Lynette Woodard Asks NCAA to ‘Respect the History’ as Caitlin Clark Approaches Scoring Mark

Lynette Woodard Asks NCAA to ‘Respect the History’ as Caitlin Clark Approaches Scoring Mark

Before there was Iowa guard Caitlin Clark, before there was Washington guard Kelsey Plum. Before there was even an NCAA-sanctioned women’s basketball tournament, there was Kansas guard Lynette Woodard.

Woodard, one of the best female players of her era, scored 3,649 points in a four-year career for the Jayhawks from 1978-81. That is the most in major women’s college basketball history, but it is not recognized as such by the NCAA because it took place under a previous governing body, the Association for Intercollegiate Athletics for Women (AIAW).
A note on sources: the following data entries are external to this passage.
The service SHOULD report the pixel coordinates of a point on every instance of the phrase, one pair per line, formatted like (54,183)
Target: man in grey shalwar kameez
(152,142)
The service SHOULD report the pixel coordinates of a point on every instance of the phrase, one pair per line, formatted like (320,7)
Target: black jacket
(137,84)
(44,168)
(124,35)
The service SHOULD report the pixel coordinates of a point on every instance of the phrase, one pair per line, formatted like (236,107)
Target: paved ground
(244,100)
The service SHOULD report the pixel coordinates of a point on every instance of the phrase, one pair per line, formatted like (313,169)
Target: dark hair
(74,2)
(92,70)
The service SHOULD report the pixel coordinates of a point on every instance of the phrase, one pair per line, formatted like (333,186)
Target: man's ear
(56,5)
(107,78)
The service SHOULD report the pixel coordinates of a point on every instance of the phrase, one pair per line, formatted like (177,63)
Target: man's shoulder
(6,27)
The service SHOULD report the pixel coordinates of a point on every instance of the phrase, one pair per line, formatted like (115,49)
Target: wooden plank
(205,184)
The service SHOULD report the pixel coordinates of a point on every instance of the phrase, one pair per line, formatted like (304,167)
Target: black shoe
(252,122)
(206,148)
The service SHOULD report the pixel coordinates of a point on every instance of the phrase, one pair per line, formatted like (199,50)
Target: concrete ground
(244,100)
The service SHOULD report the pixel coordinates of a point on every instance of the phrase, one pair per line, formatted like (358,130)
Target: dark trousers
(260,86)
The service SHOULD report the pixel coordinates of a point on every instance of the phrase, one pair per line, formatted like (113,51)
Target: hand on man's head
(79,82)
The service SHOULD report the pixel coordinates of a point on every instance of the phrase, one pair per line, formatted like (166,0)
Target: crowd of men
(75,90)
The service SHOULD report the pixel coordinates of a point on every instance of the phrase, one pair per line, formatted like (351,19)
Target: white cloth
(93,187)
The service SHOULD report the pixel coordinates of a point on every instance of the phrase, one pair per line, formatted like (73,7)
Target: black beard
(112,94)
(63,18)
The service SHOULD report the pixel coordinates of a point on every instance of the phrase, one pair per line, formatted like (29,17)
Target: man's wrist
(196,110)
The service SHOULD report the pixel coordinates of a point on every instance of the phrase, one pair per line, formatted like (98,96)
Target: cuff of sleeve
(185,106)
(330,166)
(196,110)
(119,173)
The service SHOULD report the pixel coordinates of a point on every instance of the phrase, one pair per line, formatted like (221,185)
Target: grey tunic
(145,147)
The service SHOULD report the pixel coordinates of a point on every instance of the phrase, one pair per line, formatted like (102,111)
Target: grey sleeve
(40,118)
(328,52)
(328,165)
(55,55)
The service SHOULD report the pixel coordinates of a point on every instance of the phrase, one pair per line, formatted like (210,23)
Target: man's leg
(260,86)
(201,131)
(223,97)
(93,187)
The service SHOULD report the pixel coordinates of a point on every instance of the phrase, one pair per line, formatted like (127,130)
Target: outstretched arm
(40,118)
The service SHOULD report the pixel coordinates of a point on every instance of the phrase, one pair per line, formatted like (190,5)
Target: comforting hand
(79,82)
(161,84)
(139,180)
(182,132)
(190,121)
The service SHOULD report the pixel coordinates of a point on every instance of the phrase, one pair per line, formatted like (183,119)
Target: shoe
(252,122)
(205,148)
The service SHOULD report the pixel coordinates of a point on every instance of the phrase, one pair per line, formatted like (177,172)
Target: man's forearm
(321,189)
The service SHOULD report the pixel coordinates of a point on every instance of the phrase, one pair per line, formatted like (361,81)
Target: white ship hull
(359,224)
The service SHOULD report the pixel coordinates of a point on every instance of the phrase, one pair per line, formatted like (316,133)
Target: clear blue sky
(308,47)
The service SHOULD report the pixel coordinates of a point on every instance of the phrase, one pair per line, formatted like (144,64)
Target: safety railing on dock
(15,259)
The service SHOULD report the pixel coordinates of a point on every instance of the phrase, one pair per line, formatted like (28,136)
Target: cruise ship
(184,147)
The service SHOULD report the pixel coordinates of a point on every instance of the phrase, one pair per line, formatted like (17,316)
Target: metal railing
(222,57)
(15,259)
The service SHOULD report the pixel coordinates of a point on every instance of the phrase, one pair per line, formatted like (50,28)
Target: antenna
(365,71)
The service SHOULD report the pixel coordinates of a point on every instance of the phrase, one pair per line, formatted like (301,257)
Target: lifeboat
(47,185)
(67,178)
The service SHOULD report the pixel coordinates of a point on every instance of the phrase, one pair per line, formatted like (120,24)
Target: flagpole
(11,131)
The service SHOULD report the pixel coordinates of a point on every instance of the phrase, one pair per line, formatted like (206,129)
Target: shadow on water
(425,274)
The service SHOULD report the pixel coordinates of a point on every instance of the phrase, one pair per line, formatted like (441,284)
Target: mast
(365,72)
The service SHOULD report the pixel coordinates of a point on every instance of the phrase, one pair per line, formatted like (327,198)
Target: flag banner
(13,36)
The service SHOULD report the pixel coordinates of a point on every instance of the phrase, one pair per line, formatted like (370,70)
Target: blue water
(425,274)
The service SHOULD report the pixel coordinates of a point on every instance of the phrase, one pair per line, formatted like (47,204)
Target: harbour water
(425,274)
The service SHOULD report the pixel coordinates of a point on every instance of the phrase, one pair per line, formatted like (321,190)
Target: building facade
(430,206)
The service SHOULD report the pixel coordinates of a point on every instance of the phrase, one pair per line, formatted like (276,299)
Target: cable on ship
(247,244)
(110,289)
With Clark 32 points away from breaking Woodard’s mark—having taken the NCAA crown from Plum on Feb. 15 in a 106–89 win over Michigan—Woodard urged the governing body for college sports to respect her and her contemporaries’ achievements.

“I want the NCAA governing body to know that they should respect the (AIAW) players, respect the history. Include us and our accomplishments,” Woodard said during Kansas’s 58-55 upset of then-No. 10 Kansas State on ESPN2 Sunday. “This is the era of diversity, equity and inclusion. They should include us. We deserve it.”

With interest in the history of women’s college basketball at an all-time high as the sport explodes in popularity, the celebration of AIAW greats by the NCAA as a whole seems like a potential layup.